A Assembleia Legislativa de São Paulo (Alesp) deu início a um processo disciplinar contra o deputado Lucas Bove, do PL, que poderá culminar na cassação de seu mandato. Este procedimento foi instaurado pelo Conselho de Ética e Decoro Parlamentar após uma representação da deputada Mônica Seixas, do PSOL, que acusa Bove de agressões de gênero, resultado de uma série de desavenças verbais que ocorreram durante as sessões na Casa.
As Acusações e o Contexto
As acusações contra Lucas Bove não se limitam ao ambiente legislativo. O deputado é réu em um processo judicial por violência doméstica, após ser denunciado por sua ex-esposa, Cíntia Chagas. Apesar de a Alesp possuir representações relacionadas a esse caso, elas ainda não foram analisadas. O incidente que motivou a atual representação ocorreu em 2 de setembro, quando Mônica Seixas confrontou Bove por seu comportamento agressivo durante uma discussão com a deputada Professora Bebel, do PT.
O Conflito no Plenário
Durante a sessão, Mônica Seixas interpelou Bove sobre seu modo de se dirigir a Bebel, que envolvia gestos agressivos. Em resposta, Bove se exaltou e revidou, alegando que falaria da forma que quisesse. O tom de voz elevado e o comportamento agressivo culminaram em uma troca de ofensas, levando à suspensão da sessão e à interrupção da transmissão ao vivo. Nesse momento, Bove disparou: "Não respeita você, não abaixo não, eu falo no tom que eu quiser".
Decisão do Conselho de Ética
Na última terça-feira (24), o Conselho de Ética da Alesp decidiu, por unanimidade, abrir o processo disciplinar contra Bove. Entre os deputados que votaram a favor estão Emídio de Souza (PT), Eduardo Nóbrega (Podemos), Rafael Saraiva (União), Paula da Bancada Feminista (PSOL) e Delegado Olim (PP). O deputado Emídio foi designado como relator do caso e enfatizou a necessidade de proteger a integridade e a dignidade das deputadas no ambiente legislativo.

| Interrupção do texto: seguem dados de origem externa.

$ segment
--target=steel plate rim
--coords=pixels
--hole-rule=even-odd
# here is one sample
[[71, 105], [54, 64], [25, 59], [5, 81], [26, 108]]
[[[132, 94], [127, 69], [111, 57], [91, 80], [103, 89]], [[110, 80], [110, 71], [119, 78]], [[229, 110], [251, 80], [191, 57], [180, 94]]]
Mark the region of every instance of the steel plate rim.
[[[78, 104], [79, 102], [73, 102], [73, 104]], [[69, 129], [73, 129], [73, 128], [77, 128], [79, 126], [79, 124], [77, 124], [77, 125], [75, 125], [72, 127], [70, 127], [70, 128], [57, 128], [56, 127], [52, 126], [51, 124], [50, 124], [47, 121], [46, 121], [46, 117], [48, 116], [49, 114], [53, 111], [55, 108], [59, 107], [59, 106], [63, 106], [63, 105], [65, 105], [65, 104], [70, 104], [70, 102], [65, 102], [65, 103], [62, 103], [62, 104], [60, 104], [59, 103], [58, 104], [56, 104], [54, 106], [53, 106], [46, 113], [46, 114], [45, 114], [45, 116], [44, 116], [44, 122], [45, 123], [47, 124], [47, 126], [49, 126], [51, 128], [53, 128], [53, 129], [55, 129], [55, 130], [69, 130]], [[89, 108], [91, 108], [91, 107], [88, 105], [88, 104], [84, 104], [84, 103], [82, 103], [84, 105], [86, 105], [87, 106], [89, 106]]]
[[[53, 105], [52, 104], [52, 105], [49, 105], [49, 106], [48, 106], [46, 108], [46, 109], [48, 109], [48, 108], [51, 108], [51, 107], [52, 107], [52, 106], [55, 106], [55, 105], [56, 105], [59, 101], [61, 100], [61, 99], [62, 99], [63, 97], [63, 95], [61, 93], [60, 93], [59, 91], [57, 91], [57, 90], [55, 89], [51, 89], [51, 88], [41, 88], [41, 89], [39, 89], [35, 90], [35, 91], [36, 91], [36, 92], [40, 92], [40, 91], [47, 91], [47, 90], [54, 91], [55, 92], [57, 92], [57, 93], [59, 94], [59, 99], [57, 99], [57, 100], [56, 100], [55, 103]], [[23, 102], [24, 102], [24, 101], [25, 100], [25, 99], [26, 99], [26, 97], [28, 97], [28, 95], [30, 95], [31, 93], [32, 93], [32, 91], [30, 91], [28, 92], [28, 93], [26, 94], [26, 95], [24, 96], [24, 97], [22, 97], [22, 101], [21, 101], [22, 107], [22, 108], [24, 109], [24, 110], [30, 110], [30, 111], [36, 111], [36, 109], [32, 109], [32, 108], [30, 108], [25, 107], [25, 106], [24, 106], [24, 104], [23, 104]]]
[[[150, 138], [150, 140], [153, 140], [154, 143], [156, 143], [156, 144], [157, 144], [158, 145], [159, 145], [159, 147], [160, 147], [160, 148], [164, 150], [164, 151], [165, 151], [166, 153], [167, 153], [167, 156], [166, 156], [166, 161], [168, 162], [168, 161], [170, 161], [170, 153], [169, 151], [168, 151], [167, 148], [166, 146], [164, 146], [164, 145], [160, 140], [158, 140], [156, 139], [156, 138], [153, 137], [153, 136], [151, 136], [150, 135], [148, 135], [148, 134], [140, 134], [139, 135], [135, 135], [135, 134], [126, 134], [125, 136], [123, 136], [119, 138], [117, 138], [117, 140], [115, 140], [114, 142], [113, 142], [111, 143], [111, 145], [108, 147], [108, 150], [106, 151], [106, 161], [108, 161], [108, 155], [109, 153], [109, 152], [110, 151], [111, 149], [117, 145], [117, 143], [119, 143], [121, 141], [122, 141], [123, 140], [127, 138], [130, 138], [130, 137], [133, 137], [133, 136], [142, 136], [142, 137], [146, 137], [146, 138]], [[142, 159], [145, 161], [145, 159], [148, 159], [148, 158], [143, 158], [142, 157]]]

Próximos Passos no Processo
O procedimento agora inclui a oitiva de testemunhas e a apresentação da defesa por parte de Bove. Ao término desse processo, o Conselho de Ética emitirá um parecer sobre a sanção a ser aplicada, que pode variar entre advertência, suspensão temporária do mandato ou até mesmo a cassação. A decisão final, no entanto, deverá ser ratificada em votação no Plenário da Alesp.
Reação de Lucas Bove
Em resposta às acusações e à abertura do processo, Lucas Bove divulgou uma nota afirmando que a denúncia surgiu de uma discussão comum no plenário e que não houve qualquer tipo de violência. Ele comparou sua situação a outros casos, insinuando uma suposta parcialidade nas decisões da Alesp, e argumentou que seu processo é mais um exemplo de perseguição política contra parlamentares alinhados ao bolsonarismo.
Conclusão
O caso de Lucas Bove na Alesp levanta questões importantes sobre a conduta de parlamentares e a necessidade de um ambiente legislativo respeitoso. A evolução deste processo disciplinar será observada de perto, tanto por seus desdobramentos legais quanto pelas implicações políticas que poderá gerar, especialmente em um ano eleitoral.